The data from this study clearly show a positive correlation between stability of the involved segments and increasing graft height. As predicted, grafting at the baseline height showed less stability than the intact cervical spine. Even at 120% of baseline height, stability of lateral bending was unacceptably poor. Apparently loss of the intervertebral connection of discs and anterior longitudinal ligaments after discectomy dramatically destabilizes the cervical spine. However, 140% and 160% baseline height grafts provided much better stability. The data indicate that immediate stability of the cervical spine after discectomy can be restored, even increased, by suitable strut grafting.
It is also important to avoid over‐sized bone grafting. Truumees et al. tested the stress on various heights of graft in 18 fresh cadaver cervical spines 15 . Their data revealed that distractive and compressive forces were significant larger with 8 mm grafts than with 6 mm grafts. Within the range of passive physiological elongation of the ligament, a more powerful distractive force generates a more powerful compressive force. Excessively high grafting not only increases the difficulty of the surgery, but increases the incidence of graft collapse, end‐plate fracture and non‐union 14 , 15 . In the current study, implantation of a 160% baseline graft was more difficult and laceration of the annular ligament occurred in one specimen. In contrast, the surgical procedure for 140% baseline height grafting was much easier to perform without any complications.

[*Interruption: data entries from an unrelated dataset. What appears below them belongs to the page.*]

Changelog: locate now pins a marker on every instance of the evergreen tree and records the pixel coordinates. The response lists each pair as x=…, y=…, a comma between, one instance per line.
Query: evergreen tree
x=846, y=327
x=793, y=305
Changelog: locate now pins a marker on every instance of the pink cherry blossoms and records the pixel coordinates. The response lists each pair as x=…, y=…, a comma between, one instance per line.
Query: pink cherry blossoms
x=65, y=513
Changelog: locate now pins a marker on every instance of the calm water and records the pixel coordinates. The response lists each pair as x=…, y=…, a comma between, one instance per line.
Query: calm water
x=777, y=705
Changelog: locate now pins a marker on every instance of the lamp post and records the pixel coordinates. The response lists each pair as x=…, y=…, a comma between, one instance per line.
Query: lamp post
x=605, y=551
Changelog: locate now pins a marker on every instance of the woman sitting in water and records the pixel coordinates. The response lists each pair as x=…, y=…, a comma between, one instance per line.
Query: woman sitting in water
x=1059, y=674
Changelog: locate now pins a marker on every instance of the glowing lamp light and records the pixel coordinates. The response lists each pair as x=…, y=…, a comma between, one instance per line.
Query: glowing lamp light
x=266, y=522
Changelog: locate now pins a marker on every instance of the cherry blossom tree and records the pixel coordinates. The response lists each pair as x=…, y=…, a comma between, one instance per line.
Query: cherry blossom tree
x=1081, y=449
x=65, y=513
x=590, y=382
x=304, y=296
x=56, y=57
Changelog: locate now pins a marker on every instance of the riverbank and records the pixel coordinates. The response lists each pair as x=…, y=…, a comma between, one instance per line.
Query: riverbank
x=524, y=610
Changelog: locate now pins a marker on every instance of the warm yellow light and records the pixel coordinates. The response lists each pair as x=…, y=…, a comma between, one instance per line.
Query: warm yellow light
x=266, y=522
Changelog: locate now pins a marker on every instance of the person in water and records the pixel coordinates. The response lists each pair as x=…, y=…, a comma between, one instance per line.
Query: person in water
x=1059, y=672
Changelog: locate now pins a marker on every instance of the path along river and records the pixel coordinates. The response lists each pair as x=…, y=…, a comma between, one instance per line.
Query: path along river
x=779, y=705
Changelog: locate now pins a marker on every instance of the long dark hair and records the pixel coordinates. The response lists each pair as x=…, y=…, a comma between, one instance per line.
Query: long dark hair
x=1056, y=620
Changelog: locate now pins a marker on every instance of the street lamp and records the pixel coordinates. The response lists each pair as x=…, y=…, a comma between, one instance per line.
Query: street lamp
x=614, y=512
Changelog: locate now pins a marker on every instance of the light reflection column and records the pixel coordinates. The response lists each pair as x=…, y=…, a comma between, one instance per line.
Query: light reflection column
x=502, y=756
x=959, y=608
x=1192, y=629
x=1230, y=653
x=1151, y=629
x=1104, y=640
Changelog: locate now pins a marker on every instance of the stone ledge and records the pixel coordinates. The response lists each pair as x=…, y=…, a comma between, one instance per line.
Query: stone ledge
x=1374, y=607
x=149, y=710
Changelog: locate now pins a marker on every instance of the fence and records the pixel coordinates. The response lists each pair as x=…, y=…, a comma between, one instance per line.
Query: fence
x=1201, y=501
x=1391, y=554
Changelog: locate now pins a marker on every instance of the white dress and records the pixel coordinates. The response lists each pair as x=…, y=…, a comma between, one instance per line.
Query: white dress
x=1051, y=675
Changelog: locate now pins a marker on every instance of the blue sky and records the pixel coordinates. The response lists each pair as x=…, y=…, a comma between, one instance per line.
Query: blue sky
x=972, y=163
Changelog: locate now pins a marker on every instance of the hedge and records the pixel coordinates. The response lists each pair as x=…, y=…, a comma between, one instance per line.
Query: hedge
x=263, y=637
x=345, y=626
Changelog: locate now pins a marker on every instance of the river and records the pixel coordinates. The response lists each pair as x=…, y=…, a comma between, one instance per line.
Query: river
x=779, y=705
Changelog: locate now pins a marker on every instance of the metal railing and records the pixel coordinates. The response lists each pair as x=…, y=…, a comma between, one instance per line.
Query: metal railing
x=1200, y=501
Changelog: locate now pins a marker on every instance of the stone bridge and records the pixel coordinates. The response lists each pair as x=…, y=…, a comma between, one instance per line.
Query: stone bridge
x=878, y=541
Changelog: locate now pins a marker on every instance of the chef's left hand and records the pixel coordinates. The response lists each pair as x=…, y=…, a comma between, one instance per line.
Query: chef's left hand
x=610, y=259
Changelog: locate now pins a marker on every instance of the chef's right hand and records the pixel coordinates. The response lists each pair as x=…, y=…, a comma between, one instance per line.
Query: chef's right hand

Determination of the optimal height of strut‐grafting depends on multiple considerations besides the stability. An and his colleagues examined the height and area of the intervertebral foramen after C4–C5 discectomy and decompression in fresh cadaver spines 9 . They found that 2 to 3 mm distraction significantly increased the height and area, while more than 3 mm distraction did not result in enlargement of the foramen. However Bayley's group concluded that 5 mm was the optimal height of grafting in regard to the intervertebral foramen 17 . We also measured the height and area of the intervertebral foramen after C5–C6 discectomy; 140% baseline height grafting generated the best intervertebral foramen area in comparison with other sizes of grafts (unpublished data).
Conclusion
In summary, 140% baseline height strut‐grafting is best for maintaining the stability of the cervical spine following discectomy. This could be one important factor in helping clinicians to design their surgical strategy. In practice however, individual characteristics such as age and underlying diseases should not be ignored. The effects of graft height may also be affected by decreased visco‐elasticity, tissue calcification and the tolerance of the spinal cord.
Disclosure
The manuscript submitted does not contain information about medical device(s)/drug(s). No benefits in any form have been, or will be, received from a commercial party related directly or indirectly to the subject of this manuscript.
Acknowledgments
This study was supported by National Natural Science funds and Guangdong province Natural Science funds (No. 30271311 and 36642). This experiment complied with the current laws of the country in which it was performed, inclusive of ethics approval.